X-Mode has been around since 2013, and its software has been integrated into hundreds of different apps to collect location data of millions of users worldwide. The new FTC settlement isn’t the first time the company has gotten into hot water. Back in 2020, an investigation by Vice revealed that data collected by X-Mode on a Muslim social app was shared with a US military intelligence contractor

The agency now alleges that the company did not protect geolocation data about sensitive locations, violated consumer privacy, and failed to put in place safeguards on the use of sensitive information by third parties. (In a statement reported by Reuters, Outlogic says there was no finding that it misused location data and has always prohibited customers from “associating its data with sensitive locations such as healthcare facilities.") In its settlement announcement, FTC chair Lina Khan said, “By securing a first-ever ban on the use and sale of sensitive location data, the FTC is continuing its critical work to protect Americans from intrusive data brokers and unchecked corporate surveillance.”

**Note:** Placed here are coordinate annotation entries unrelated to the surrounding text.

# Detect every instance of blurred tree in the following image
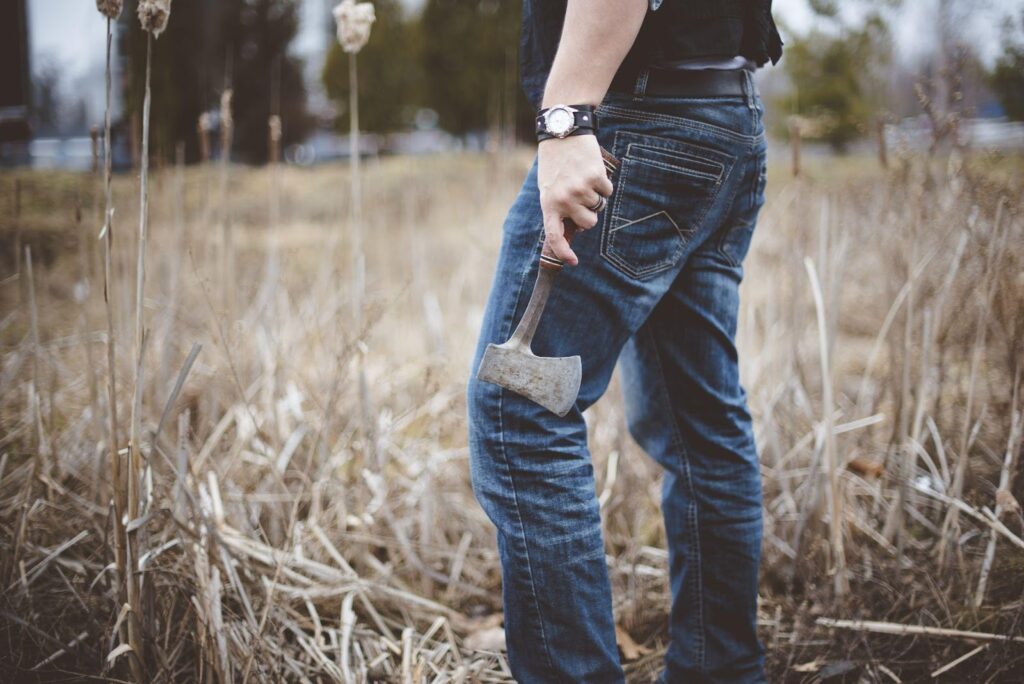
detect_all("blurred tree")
[776,0,893,151]
[117,0,212,160]
[990,10,1024,121]
[421,0,532,133]
[217,0,310,164]
[119,0,308,163]
[322,0,424,133]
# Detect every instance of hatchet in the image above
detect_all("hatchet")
[476,148,618,416]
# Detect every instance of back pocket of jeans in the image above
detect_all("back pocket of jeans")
[601,131,734,279]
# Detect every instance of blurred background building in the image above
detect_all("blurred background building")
[0,0,1024,169]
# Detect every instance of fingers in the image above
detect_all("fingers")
[544,213,580,266]
[567,205,597,230]
[594,173,615,198]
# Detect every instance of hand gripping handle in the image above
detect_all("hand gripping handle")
[541,147,618,271]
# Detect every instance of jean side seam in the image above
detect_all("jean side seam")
[647,329,707,672]
[498,235,555,672]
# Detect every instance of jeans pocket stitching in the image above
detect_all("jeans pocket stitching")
[602,209,688,277]
[626,142,725,182]
[598,104,764,142]
[600,130,735,280]
[630,157,724,183]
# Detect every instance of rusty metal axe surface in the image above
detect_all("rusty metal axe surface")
[476,149,618,416]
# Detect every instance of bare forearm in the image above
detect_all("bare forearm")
[543,0,648,106]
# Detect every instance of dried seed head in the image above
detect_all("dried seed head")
[138,0,171,38]
[96,0,124,19]
[334,0,377,53]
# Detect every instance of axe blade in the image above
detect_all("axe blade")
[476,341,583,417]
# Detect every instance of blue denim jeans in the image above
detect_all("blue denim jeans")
[468,72,765,684]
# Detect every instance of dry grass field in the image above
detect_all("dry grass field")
[0,147,1024,684]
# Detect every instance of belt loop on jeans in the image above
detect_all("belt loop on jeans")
[633,69,650,102]
[740,69,758,111]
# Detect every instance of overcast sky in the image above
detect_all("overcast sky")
[26,0,1024,126]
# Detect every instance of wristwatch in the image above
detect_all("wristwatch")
[537,104,597,142]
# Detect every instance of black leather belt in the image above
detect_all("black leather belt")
[610,69,753,97]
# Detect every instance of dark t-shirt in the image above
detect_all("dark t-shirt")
[519,0,782,105]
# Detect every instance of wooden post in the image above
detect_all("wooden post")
[790,117,800,178]
[876,115,889,169]
[89,124,99,173]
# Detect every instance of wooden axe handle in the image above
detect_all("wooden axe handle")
[541,147,618,270]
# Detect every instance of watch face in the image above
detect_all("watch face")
[547,106,575,136]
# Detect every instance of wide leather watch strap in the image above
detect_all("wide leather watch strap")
[537,104,597,142]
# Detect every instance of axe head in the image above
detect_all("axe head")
[476,340,583,416]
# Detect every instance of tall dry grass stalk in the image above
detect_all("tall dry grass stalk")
[334,0,380,465]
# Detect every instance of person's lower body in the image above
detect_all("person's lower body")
[468,76,765,684]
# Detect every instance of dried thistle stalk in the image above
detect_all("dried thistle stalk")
[334,0,377,54]
[138,0,171,38]
[96,0,124,19]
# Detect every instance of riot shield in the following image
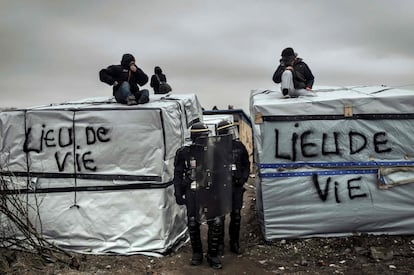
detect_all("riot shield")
[191,135,232,221]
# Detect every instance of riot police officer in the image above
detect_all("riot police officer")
[217,120,250,254]
[173,122,223,269]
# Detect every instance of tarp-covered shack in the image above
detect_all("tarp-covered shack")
[250,86,414,240]
[0,94,202,254]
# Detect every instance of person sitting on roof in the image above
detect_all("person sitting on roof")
[273,47,315,97]
[99,53,149,105]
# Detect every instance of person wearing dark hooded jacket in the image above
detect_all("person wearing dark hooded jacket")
[99,53,149,105]
[150,66,167,94]
[273,47,315,97]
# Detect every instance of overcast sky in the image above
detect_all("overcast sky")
[0,0,414,113]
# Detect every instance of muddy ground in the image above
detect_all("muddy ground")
[0,179,414,275]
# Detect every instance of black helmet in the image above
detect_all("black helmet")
[217,120,238,139]
[217,120,234,135]
[190,122,210,142]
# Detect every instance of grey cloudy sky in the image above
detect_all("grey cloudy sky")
[0,0,414,112]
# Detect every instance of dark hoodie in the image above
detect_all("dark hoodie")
[150,66,167,94]
[99,53,148,95]
[273,56,315,89]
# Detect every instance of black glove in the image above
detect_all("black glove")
[174,193,186,205]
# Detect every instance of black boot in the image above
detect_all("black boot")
[207,217,223,269]
[191,252,203,265]
[229,210,242,255]
[188,217,203,265]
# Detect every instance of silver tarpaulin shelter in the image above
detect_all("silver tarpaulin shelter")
[0,94,202,255]
[250,86,414,240]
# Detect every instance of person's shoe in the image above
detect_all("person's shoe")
[207,255,223,269]
[127,95,138,106]
[191,252,203,265]
[230,242,242,255]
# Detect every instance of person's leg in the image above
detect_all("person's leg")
[217,216,226,256]
[115,81,132,104]
[185,190,203,265]
[188,217,203,265]
[207,217,223,269]
[134,89,149,104]
[280,70,295,95]
[229,186,245,254]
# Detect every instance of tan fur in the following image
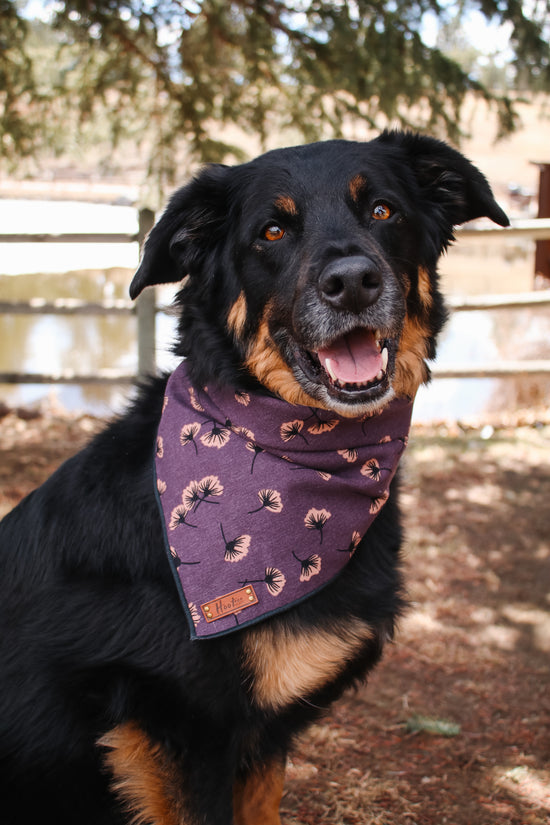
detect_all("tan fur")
[418,266,433,312]
[98,722,187,825]
[275,195,298,217]
[244,619,373,710]
[227,292,247,339]
[246,316,319,406]
[349,175,367,203]
[233,761,285,825]
[393,317,434,397]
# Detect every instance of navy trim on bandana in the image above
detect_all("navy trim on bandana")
[155,362,412,638]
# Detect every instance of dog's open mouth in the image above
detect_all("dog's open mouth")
[301,328,393,401]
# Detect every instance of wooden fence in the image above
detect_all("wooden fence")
[0,210,550,384]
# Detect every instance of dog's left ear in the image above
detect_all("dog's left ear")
[379,132,510,226]
[130,164,230,298]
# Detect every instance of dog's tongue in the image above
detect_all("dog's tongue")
[317,329,382,384]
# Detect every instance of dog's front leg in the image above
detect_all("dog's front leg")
[233,759,285,825]
[98,722,237,825]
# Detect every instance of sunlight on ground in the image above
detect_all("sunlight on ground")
[494,765,550,811]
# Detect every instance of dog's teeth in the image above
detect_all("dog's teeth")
[323,358,338,383]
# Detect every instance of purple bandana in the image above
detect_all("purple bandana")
[156,363,412,638]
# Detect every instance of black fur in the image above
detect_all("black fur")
[0,133,507,825]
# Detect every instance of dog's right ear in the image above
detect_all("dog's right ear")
[130,164,230,299]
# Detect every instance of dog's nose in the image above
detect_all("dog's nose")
[319,255,382,312]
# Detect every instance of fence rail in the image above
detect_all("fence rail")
[0,210,550,385]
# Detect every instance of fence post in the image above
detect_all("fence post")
[535,163,550,289]
[136,209,157,378]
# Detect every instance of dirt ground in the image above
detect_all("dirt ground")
[0,412,550,825]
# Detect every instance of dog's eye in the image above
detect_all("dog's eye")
[372,203,393,221]
[263,223,285,241]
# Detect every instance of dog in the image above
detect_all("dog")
[0,131,508,825]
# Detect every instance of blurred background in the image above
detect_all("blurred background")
[0,0,550,421]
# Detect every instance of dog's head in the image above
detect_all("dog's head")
[130,132,508,416]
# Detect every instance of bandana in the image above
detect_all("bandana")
[156,362,412,638]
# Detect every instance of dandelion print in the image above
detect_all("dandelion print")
[336,530,361,558]
[181,476,223,510]
[264,567,286,596]
[369,493,390,513]
[292,550,321,582]
[235,390,250,407]
[235,427,254,441]
[201,421,231,450]
[245,567,292,596]
[220,524,250,562]
[189,387,204,412]
[307,418,340,435]
[280,419,308,444]
[246,441,264,475]
[169,504,201,530]
[338,447,359,464]
[180,421,201,455]
[304,508,331,544]
[360,458,391,481]
[248,490,283,515]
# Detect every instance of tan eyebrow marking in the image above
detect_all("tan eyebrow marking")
[275,195,298,217]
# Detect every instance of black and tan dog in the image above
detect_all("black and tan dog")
[0,133,507,825]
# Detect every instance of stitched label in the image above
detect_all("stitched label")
[201,584,258,622]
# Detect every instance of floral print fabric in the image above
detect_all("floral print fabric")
[155,362,412,638]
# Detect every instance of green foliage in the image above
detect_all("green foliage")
[0,0,550,181]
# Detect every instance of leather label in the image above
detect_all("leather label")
[201,584,258,622]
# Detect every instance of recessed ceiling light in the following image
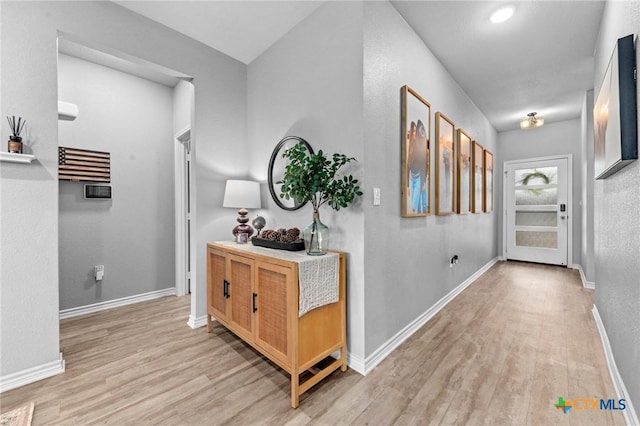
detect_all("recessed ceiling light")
[489,6,515,24]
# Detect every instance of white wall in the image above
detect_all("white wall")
[496,119,583,264]
[590,1,640,420]
[246,2,368,356]
[58,54,175,310]
[580,90,596,283]
[0,1,249,377]
[363,2,499,356]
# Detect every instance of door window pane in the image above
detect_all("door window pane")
[516,231,558,249]
[516,212,558,226]
[516,188,558,206]
[514,167,558,186]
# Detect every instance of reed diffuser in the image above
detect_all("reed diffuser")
[7,115,27,154]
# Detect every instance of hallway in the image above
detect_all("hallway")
[1,262,624,425]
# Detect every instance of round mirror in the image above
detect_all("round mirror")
[269,136,313,210]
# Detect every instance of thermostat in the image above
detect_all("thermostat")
[84,185,111,200]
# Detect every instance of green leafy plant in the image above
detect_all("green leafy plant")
[276,144,362,213]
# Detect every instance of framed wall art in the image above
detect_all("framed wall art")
[484,149,493,213]
[471,141,484,213]
[593,34,638,179]
[401,86,431,217]
[456,129,473,214]
[436,112,456,215]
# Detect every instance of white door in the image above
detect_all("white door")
[505,158,571,265]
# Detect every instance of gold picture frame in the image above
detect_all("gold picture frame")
[456,129,473,214]
[401,86,431,217]
[471,141,484,213]
[435,112,456,216]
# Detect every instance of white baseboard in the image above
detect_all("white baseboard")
[568,264,596,290]
[347,351,367,376]
[187,315,207,329]
[356,257,498,375]
[60,287,176,319]
[591,305,640,426]
[0,353,64,393]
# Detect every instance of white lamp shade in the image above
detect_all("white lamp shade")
[222,180,261,209]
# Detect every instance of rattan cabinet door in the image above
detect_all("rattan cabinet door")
[207,248,228,322]
[227,255,253,341]
[255,261,297,365]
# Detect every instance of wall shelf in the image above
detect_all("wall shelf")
[0,152,36,164]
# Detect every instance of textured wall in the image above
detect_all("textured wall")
[0,1,248,376]
[591,1,640,420]
[496,119,582,264]
[580,90,596,282]
[58,55,175,309]
[245,2,370,356]
[363,2,500,356]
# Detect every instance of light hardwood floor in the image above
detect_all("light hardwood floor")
[0,262,624,425]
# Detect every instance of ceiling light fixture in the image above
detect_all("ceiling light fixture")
[520,112,544,130]
[489,6,515,24]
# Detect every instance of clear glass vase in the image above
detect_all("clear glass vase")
[302,212,329,256]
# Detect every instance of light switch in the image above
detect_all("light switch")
[373,188,380,206]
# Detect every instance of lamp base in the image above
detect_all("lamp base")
[231,208,253,244]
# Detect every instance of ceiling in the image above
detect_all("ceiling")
[111,0,604,131]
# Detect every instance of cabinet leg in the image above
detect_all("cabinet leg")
[291,371,300,408]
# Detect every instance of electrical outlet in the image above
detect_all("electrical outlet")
[93,265,104,281]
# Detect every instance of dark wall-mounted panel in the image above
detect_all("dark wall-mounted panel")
[58,146,111,182]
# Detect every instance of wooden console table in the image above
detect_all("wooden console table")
[207,242,347,408]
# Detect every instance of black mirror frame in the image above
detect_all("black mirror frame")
[268,136,313,211]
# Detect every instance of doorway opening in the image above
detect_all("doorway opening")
[174,127,192,296]
[503,155,573,266]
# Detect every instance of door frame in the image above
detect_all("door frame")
[174,126,195,296]
[502,154,578,267]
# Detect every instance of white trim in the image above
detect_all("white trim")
[0,352,64,393]
[591,304,640,426]
[187,315,207,329]
[356,257,498,375]
[347,351,367,376]
[502,154,577,265]
[60,287,176,319]
[568,263,596,290]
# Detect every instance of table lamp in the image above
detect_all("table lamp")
[222,180,261,243]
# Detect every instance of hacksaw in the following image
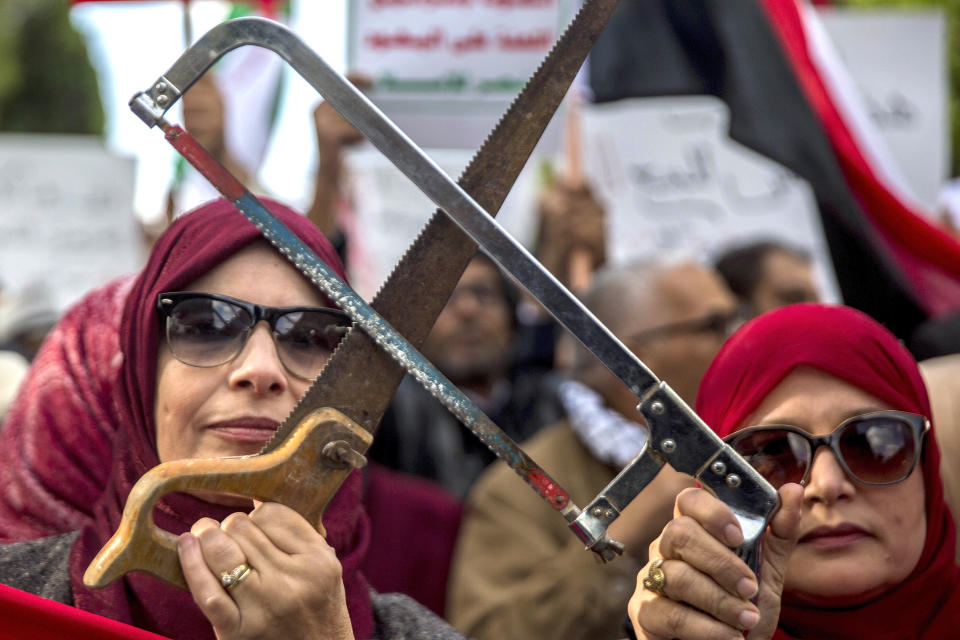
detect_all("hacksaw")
[84,6,777,586]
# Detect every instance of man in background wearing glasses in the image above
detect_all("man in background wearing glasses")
[447,262,737,640]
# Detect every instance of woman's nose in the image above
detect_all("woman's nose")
[229,322,287,394]
[803,447,856,503]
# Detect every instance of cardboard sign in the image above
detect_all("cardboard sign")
[583,96,839,300]
[0,135,143,310]
[344,147,541,300]
[818,7,950,211]
[347,0,572,149]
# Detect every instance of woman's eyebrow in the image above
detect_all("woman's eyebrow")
[756,404,890,427]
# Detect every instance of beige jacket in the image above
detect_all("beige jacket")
[447,422,639,640]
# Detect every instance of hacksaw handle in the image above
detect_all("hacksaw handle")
[83,408,373,589]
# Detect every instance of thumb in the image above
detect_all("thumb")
[750,484,803,640]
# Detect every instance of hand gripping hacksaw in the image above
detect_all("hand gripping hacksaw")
[84,5,778,587]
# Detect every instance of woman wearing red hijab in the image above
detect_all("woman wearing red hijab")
[0,200,460,640]
[629,304,960,640]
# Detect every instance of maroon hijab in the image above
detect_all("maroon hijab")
[70,200,373,639]
[0,275,134,543]
[697,304,960,640]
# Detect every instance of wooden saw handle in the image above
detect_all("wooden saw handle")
[83,408,373,589]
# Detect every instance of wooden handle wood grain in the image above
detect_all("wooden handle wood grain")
[83,408,373,589]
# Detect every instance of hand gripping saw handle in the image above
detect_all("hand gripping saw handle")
[103,13,778,584]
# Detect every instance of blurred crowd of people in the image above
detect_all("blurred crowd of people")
[0,8,960,640]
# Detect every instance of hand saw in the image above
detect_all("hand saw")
[84,0,616,587]
[85,6,777,596]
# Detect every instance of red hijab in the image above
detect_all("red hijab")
[697,304,960,640]
[70,200,373,639]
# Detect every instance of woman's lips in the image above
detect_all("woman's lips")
[207,417,280,444]
[800,523,870,549]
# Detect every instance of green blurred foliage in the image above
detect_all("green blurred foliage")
[0,0,104,135]
[836,0,960,176]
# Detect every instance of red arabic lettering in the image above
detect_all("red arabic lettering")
[364,29,443,51]
[453,31,489,53]
[497,29,553,51]
[484,0,555,9]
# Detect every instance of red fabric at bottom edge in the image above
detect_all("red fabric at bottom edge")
[0,585,165,640]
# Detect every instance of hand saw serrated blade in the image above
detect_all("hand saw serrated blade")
[262,0,616,453]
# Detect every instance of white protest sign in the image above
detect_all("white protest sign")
[583,96,839,300]
[0,134,143,310]
[818,7,950,211]
[342,147,540,299]
[347,0,571,149]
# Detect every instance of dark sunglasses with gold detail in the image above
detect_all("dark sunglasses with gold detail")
[724,411,930,489]
[157,291,351,380]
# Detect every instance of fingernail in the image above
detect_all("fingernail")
[737,578,757,598]
[177,533,197,550]
[740,609,760,629]
[723,524,743,546]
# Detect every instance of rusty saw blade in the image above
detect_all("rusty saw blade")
[262,0,617,453]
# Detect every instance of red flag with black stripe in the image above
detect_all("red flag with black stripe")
[590,0,960,339]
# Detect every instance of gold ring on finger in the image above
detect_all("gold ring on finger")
[643,558,667,598]
[220,562,252,591]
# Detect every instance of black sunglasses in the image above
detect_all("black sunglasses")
[157,291,350,380]
[627,311,743,342]
[724,411,930,489]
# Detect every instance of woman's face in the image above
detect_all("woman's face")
[744,367,926,605]
[154,242,324,462]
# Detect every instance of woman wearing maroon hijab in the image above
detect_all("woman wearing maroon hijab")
[629,304,960,640]
[0,200,459,640]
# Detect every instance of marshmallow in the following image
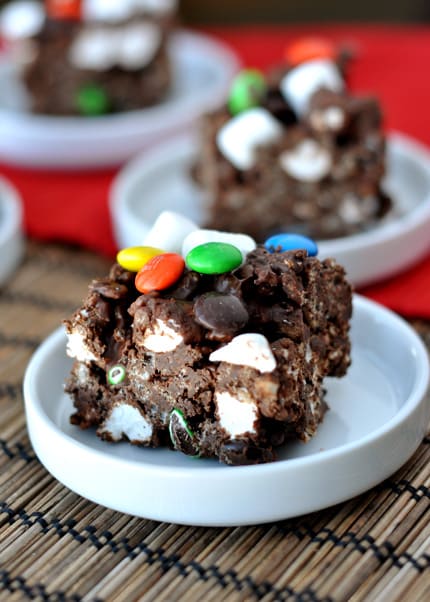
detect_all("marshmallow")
[215,391,258,439]
[279,139,332,182]
[143,211,199,255]
[217,107,283,169]
[98,403,152,443]
[0,0,45,40]
[83,0,177,23]
[209,332,276,372]
[280,59,344,116]
[69,23,161,71]
[143,318,184,353]
[182,229,257,261]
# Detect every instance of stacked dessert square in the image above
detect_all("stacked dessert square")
[0,0,176,116]
[66,213,351,465]
[194,40,391,242]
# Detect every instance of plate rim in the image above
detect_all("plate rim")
[109,130,430,287]
[23,295,430,526]
[0,28,240,134]
[0,28,241,169]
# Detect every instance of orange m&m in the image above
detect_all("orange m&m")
[135,253,185,293]
[285,37,338,67]
[45,0,82,20]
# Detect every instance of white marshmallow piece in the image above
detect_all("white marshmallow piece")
[280,59,344,117]
[0,0,45,41]
[279,138,332,182]
[66,330,97,362]
[98,403,152,443]
[69,23,161,71]
[143,318,184,353]
[118,23,161,70]
[309,107,346,132]
[182,229,257,262]
[83,0,177,23]
[143,211,199,255]
[209,332,276,373]
[69,27,121,71]
[217,107,283,169]
[215,391,257,439]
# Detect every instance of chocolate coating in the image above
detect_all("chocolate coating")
[194,293,249,338]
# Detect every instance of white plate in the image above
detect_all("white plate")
[0,177,24,285]
[24,296,430,526]
[110,134,430,286]
[0,32,239,167]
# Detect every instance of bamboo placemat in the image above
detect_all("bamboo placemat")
[0,243,430,602]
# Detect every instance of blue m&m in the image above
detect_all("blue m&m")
[264,233,318,257]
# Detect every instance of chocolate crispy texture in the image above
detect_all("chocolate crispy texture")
[66,247,351,464]
[193,85,391,242]
[23,19,172,115]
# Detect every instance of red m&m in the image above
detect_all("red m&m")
[45,0,82,20]
[135,253,185,293]
[285,37,338,67]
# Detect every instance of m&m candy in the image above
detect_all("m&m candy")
[186,242,242,274]
[116,247,164,272]
[76,85,110,117]
[135,253,185,294]
[45,0,82,20]
[228,69,266,115]
[285,37,337,66]
[264,233,318,257]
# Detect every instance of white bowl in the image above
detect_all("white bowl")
[24,296,430,526]
[0,177,24,285]
[0,31,239,167]
[110,133,430,286]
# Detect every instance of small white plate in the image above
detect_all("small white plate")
[110,133,430,286]
[0,31,239,167]
[24,296,430,526]
[0,177,24,285]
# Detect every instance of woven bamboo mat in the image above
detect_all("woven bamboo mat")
[0,243,430,602]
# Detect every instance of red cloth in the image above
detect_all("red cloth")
[0,25,430,318]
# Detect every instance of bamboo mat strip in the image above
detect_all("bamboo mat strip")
[0,243,430,602]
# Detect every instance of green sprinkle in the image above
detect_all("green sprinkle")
[169,408,194,443]
[76,85,110,117]
[108,364,126,385]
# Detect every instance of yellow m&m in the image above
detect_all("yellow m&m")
[116,247,165,272]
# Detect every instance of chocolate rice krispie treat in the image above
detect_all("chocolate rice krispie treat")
[3,0,175,116]
[193,35,391,242]
[65,214,351,464]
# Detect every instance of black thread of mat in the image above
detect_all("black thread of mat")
[0,502,430,596]
[0,439,36,464]
[0,291,76,312]
[0,502,330,602]
[0,562,332,602]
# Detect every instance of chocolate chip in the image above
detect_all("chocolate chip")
[219,439,276,465]
[194,293,249,336]
[90,279,128,299]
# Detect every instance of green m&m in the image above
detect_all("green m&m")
[185,242,242,274]
[76,84,110,117]
[228,69,266,115]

One expert I spoke with thinks this could be a sign of what’s to come for the industry. 

“The FTC’s action is significant because of the prohibitions—barring the company from selling data about sensitive locations, rather than just paying fines,” says Justin Sherman, an adjunct professor at Duke’s Sanford School of Public Policy. In other words, it’s more than a slap on the wrist. 

Sherman, who runs a project at Duke focused on the industry and who was involved in the research about military members, adds that this new move is “also notable because the FTC is focused on how certain locations are more sensitive than others.” The idea that people have different rights to privacy in different contexts is similar to the argument the FTC is making in its ongoing lawsuit against the data broker Kochava, which it’s suing on the grounds that it identifies anonymous users without consent and tracks their sensitive location data.

No matter what the FTC does next, data brokers are likely to continue to draw scrutiny for their sketchy practices. The new settlement is also likely to fuel more calls for forceful legislative action against them.

In a statement, Senator Ron Wyden’s office said, “While the FTC’s action is encouraging, the agency should not have to play data broker whack-a-mole. Congress needs to pass tough privacy legislation to protect Americans’ personal information and prevent government agencies from going around the courts by buying our data from data brokers.” 

Maybe something to look forward to in 2024?

What I am reading this week

What I learned this week

A new study found that deplatforming—or kicking someone off of social media, usually because of the spreading of misinformation—reduces overall attention to those figures online. I’d recommend Justin Hendrix’s analysis of the study in Tech Policy Press, in which he explains that the current research on the effects of deplatforming has yielded complex and unclear results. However, this new body of work from researchers at EPFL Switzerland and Rutgers University indicates that while it does have an effect on overall attention, the effect of deplatforming is much higher for lesser-known people. For the most well-known individuals, like former president Donald Trump, deplatforming does not have as much of an impact. It’s really important research as tech platforms hone their misinformation tool kit ahead of a big election year.